Abstinence isn't the answer either, because it fails to address basic human needs. It denies and tries to thwart nature, tries to postpone it for longer than is reasonable (or at least, reasonable for all but a measly 10% of the population - obviously this is not good enough!).
So what do I think is the answer? The only thing that has ever been proven to actually work in real life. Young marriage.
.... I am not saying encourage young marriage, necessarily, and I'm definitely not saying push for it. I'm saying PREPARE your children for it, so they have that option. Give them the opportunity to understand how to be a husband or wife, to manage a house, to be a partner, to care for children... Give them a sense of confidence in their own capabilities, that they can deal with it.-- From "Be Still My Soul" blog. Read the rest of the article here.
To ask my sons and daughters to wait to get romantically involved until they've finished their academics at 16 or 18 is much more reasonable than asking them to wait till they're 24 or 26 or more like here in Taiwan (4 years of college and 2 years of mandatory military service after that) and how many broken relationships by then? Because no matter what you know is right, you are going to get crushes right and left from high school on.
(If they want not just the degrees, which they can get through distance learning, but the whole live-at-college experience, they're welcome to go when they're 20. But it won't be because they have to, and they'll be that much further along to knowing what they really want to study if they go.)
In summary:
From birth:
- Bible memorized via song
- a second passport (if at all possible)
After 5:
- biographies and classics
- languages (the Bible memorized by song in more languages)
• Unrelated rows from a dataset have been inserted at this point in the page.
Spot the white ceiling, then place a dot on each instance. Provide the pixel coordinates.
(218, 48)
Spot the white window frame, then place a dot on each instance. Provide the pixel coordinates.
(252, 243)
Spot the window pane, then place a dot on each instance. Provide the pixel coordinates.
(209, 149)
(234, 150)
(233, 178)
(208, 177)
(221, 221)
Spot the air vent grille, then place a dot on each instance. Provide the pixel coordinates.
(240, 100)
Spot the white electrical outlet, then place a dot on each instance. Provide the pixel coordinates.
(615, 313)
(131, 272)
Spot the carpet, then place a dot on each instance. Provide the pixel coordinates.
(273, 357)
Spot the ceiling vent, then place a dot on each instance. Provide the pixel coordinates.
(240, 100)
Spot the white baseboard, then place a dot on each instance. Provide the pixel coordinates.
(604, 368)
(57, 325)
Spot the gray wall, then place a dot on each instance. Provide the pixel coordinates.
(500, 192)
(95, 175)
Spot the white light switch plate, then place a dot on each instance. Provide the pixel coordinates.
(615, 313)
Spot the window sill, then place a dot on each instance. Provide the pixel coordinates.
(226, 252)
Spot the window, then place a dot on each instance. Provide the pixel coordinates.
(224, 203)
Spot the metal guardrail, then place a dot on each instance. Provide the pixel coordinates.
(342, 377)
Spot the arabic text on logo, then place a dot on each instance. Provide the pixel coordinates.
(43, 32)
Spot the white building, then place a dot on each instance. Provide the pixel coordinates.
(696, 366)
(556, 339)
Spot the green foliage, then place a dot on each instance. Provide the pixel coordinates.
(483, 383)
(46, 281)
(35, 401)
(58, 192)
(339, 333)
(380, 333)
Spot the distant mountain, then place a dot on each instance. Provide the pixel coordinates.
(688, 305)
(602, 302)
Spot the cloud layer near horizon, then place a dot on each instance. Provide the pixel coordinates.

- gardening and cooking (the ability to raise their own food and cook mouth-watering meals)
- write their own stories, create their own websites, give speeches
After 12:
- university courses/degrees by correspondence
After 16:
- Bible school, off to see the world, start their own business, fall in love
Would I give this up for a job that maybe I don't even like, while my kids grew up in a different world from me, bonding with another crowd in an us-versus-them, students-versus-teachers, children-versus-adults artificial construct, sending them to college to play a while longer, maybe drinking or on drugs, with no vision of what difference they want their life to make in this world?
I don't want to resent my kids for my job, nor not know what to do with them on vacations, looking forward to them going back to school so I can get back to my "real" life.
If you do want to stay home, so as to get in all those snuggle sessions, stories, and adventures with your kids, while at the same time setting them free to pursue their dreams, while at the same time pursuing whatever dreams of yours are not represented by slaving at an office, well just so you know, the Bible completely backs you up in this, it's not like you have to feel guilty about not going to work for the feminist pseudo-dream ...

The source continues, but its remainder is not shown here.